SpdA-ins cells spread more efficiently than WT cells.
(A) WT and spdA-ins cells attached to a glass substrate were examined by scanning electron microscopy. Three representative pictures of each cell line are shown. SpdA cells spread more efficiently on their substrate than WT cells. Scalebar: 10μm. (B) To quantify cell spreading, cells were examined by phase contrast and RICM (Reflexion Interference Contrast Microscopy). The contact area between cells and their substrate appears black and it was quantified for WT and spdA-ins cells (mean±SEM; n = 4 independent experiments. In each experiment 20 cells were analysed for each sample). *: p<0.01(Student t-test). (C) The contact area of individual cells is represented for the whole population of cells analyzed. (D) Kinetics of cell spreading was determined. SpdA-ins cells spread more and faster than WT cells. Thin lines: average spreading kinetics of cells (11 and 6 cells, respectively, representative of 3 independent experiments). Solid lines: fit with eq. 7 in ref 13, A(t) = Amax tanh (αt).
Fig 6.
The cellular amounts of SibA, Phg1 and Talin are similar in WT cells and in spdA-ins cells.
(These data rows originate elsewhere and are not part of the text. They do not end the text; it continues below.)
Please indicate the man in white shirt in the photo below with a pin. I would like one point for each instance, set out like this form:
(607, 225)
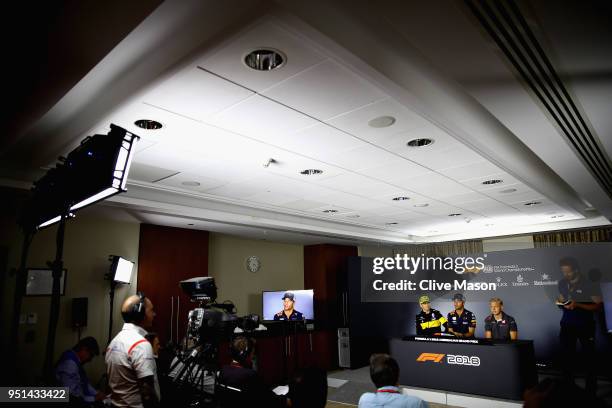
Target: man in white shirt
(130, 364)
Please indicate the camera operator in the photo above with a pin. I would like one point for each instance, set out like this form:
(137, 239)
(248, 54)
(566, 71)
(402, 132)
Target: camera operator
(239, 384)
(130, 364)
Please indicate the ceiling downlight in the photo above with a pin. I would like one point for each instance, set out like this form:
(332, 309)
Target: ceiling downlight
(421, 142)
(382, 122)
(265, 59)
(311, 172)
(148, 124)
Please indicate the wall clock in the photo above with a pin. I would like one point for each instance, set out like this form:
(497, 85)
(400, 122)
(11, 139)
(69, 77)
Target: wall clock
(253, 264)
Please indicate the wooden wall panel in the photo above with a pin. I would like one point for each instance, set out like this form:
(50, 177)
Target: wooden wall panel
(166, 256)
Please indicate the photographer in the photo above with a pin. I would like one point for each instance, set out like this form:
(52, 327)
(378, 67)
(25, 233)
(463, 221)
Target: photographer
(130, 364)
(239, 384)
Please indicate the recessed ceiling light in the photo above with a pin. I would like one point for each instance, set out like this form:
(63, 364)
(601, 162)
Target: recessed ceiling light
(493, 181)
(421, 142)
(382, 121)
(148, 124)
(311, 172)
(264, 59)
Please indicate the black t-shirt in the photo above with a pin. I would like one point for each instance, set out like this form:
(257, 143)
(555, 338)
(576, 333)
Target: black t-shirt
(500, 329)
(581, 291)
(461, 323)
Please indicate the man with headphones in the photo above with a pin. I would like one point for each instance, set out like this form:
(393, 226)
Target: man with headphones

To determine the cellular amount of SibA, Pgh1A or Talin, cellular proteins were separated by electrophoresis and specific proteins revealed with antibodies against SibA (A), Talin (B) or Phg1A (C). The intensity of the signal was quantified and expressed in arbitrary units (a.u.). The average and SEM of four independent experiments are represented. The amounts of SibA, Phg1a and Talin were similar in WT cells and in spdA-ins cells.
Fig 7.
The actin organization is not significantly altered in spdA-ins cells.
Cells were allowed to adhere to a glass coverslip for 10 min in HL5. After fixation filamentous actin was labeled with fluorescent phalloidin. The contact area between cells and their substrate was visualized by confocal microscopy, and did not reveal gross alterations of actin organization in spdA-ins cells. When cells were incubated in phosphate buffer (PB), formation of filopodia was induced in both WT and spdA-ins cells.
Fig 8.
WT and spdA-ins cells have similar sizes.
(A) Cell size was analyzed by electric current exclusion using a CASY 1 cell counter. (B) The packed cell volume of a known number of cells was determined in graded tubes. (C) The amount of protein per cell was determined using a Lowry assay. For each experiment, the average and SEM of three independent experiments is indicated. No significant differences were seen between WT and spdA-ins cells.
Fig 9.
Role of SpdA in the regulation of phagocytosis by cell density.
(A) Cells were grown to the indicated densities, and allowed to phagocytose fluorescent latex beads for 20 minutes. Phagocytosis was measured by flow cytometry. The results of three independent experiments were pooled in this figure. (B) In the experiment described in A, phagocytosis in mutant cells was directly compared to phagocytosis by WT cells grown at the same density. While both mutant cells phagocytosed like WT cells at low cell density, marked differences appeared when cellular density increased.